TEST PITS
ARCHAEOLOGICAL TEST PITS IN BINGHAM
List of Test Pits
LMCB05
6, CHURCH CLOSE
SUMMARY
- The top 37 cm of this pit are the result of landscaping and re-deposition of material from the site of the house during building in the 1960s. The very hard, compacted nature of the soil at and below 30 cm suggests that the re-deposition took place in two phases, one just prior to completion of the house and the other when the foundations were dug before machinery that would have compacted the soil was brought on.
- The soil below 37 cm depth is probably the original topsoil/subsoil. It rests on sand that was likely to have been laid down in a river flowing into the lake that lay to the north of here in prehistoric times. Plenty of roots in the sand possibly date from the time when this area was emerged above water level and well vegetated. Bone in the sand is probably fossil bone from a time before human occupation on this site.
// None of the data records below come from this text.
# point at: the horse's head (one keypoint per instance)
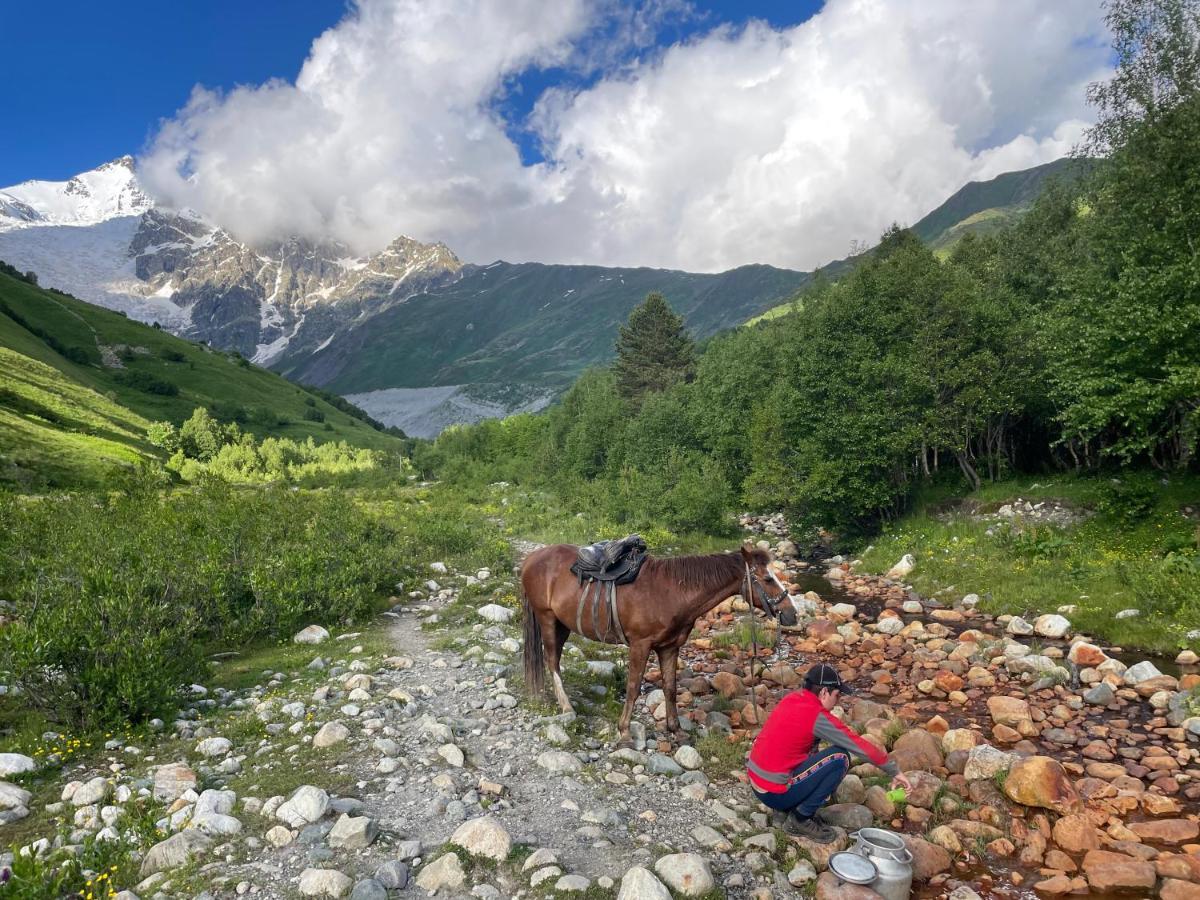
(765, 589)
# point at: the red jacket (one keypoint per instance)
(793, 730)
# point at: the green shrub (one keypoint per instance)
(1131, 498)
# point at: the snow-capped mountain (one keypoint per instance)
(101, 238)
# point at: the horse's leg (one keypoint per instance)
(555, 654)
(637, 655)
(667, 657)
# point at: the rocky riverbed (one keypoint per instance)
(1042, 763)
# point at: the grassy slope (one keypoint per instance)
(64, 423)
(1101, 565)
(528, 323)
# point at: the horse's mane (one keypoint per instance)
(702, 571)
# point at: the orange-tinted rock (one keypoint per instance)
(1175, 889)
(1042, 781)
(1167, 831)
(1116, 871)
(1075, 834)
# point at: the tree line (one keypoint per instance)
(1069, 341)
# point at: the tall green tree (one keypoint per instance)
(653, 349)
(1126, 335)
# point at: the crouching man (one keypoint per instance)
(787, 771)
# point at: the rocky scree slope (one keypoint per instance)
(1039, 762)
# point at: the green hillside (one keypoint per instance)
(528, 323)
(79, 384)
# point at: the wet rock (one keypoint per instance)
(1167, 831)
(829, 888)
(1116, 871)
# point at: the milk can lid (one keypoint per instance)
(853, 868)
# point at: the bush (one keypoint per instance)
(1129, 499)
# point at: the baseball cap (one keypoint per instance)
(825, 676)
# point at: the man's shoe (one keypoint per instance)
(810, 829)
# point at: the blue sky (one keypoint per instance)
(684, 135)
(95, 78)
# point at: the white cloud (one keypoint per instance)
(744, 145)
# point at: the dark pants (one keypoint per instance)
(813, 784)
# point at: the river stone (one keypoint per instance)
(640, 883)
(174, 852)
(663, 765)
(172, 780)
(16, 765)
(313, 634)
(497, 613)
(1101, 695)
(1051, 625)
(1141, 672)
(1017, 625)
(94, 791)
(214, 747)
(444, 873)
(324, 882)
(12, 797)
(369, 889)
(307, 804)
(984, 761)
(1042, 781)
(353, 832)
(687, 874)
(571, 883)
(484, 837)
(330, 733)
(393, 875)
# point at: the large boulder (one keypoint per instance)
(1042, 781)
(640, 883)
(174, 852)
(928, 858)
(484, 837)
(443, 874)
(1109, 871)
(917, 749)
(687, 874)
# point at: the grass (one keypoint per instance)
(71, 421)
(1102, 565)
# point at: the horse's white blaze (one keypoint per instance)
(561, 694)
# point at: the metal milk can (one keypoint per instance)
(892, 859)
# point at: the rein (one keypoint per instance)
(772, 610)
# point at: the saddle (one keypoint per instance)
(617, 561)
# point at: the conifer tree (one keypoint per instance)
(653, 349)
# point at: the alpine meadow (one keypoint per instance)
(270, 468)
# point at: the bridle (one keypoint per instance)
(751, 583)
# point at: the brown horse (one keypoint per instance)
(655, 612)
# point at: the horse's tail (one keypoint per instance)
(534, 657)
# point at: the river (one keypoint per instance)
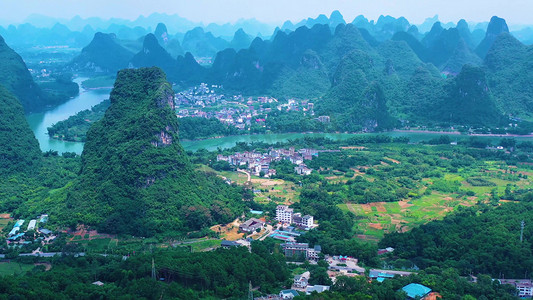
(39, 122)
(228, 142)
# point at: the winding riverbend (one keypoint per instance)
(39, 122)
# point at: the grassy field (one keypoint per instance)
(202, 245)
(4, 220)
(373, 220)
(269, 189)
(14, 268)
(98, 245)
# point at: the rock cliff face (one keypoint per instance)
(496, 27)
(135, 177)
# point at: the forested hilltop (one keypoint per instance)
(368, 76)
(14, 76)
(135, 176)
(19, 150)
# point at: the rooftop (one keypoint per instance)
(414, 290)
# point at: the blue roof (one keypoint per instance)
(293, 292)
(16, 236)
(414, 290)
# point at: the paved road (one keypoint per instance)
(268, 231)
(247, 174)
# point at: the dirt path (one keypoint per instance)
(247, 174)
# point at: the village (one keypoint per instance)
(206, 101)
(258, 163)
(288, 225)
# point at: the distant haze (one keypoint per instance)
(271, 11)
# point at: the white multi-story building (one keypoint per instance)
(524, 287)
(305, 222)
(284, 214)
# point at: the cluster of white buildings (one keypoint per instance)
(301, 250)
(16, 233)
(260, 162)
(285, 214)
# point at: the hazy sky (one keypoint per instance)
(273, 11)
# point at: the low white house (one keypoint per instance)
(316, 288)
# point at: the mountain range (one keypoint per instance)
(340, 65)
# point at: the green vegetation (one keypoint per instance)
(201, 128)
(481, 239)
(99, 82)
(179, 275)
(136, 177)
(14, 76)
(446, 282)
(19, 150)
(75, 127)
(103, 54)
(14, 268)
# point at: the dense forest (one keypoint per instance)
(474, 240)
(14, 76)
(135, 176)
(19, 150)
(446, 77)
(75, 127)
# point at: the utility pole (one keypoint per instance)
(250, 292)
(522, 224)
(153, 269)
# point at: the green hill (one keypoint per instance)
(135, 177)
(103, 54)
(19, 150)
(14, 76)
(469, 101)
(154, 55)
(509, 65)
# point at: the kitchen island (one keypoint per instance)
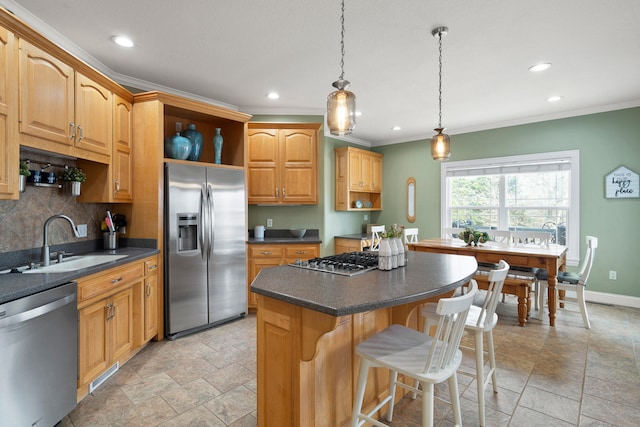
(310, 322)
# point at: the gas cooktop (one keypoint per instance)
(347, 264)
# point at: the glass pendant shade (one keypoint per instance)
(440, 145)
(341, 110)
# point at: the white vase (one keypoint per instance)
(384, 255)
(394, 253)
(402, 259)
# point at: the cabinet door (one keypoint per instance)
(355, 170)
(298, 160)
(121, 324)
(150, 307)
(376, 174)
(262, 161)
(46, 96)
(122, 163)
(9, 148)
(301, 252)
(93, 356)
(93, 114)
(365, 172)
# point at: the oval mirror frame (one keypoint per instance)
(411, 199)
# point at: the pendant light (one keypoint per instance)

- Being so close to the margin of the lake and, therefore, possibly on boggy ground it is surprising that there are records of cottages along the boundary of the churchyard just to the south in the 1586 and 1776 surveys and this pit is within the plot of land associated with these cottages. It is interesting then that apart from one sherd of medieval pottery there is nothing in this pit older than 18th C. There is no physical evidence of the 1586 cottage here.
- Most of the pottery found is attributable to the 18th and first half of 19th C. There is sufficient to indicate the proximity of a house, but there is no documentary evidence of one, particularly on the tithe map of 1841. The source of this pottery is, therefore, not known.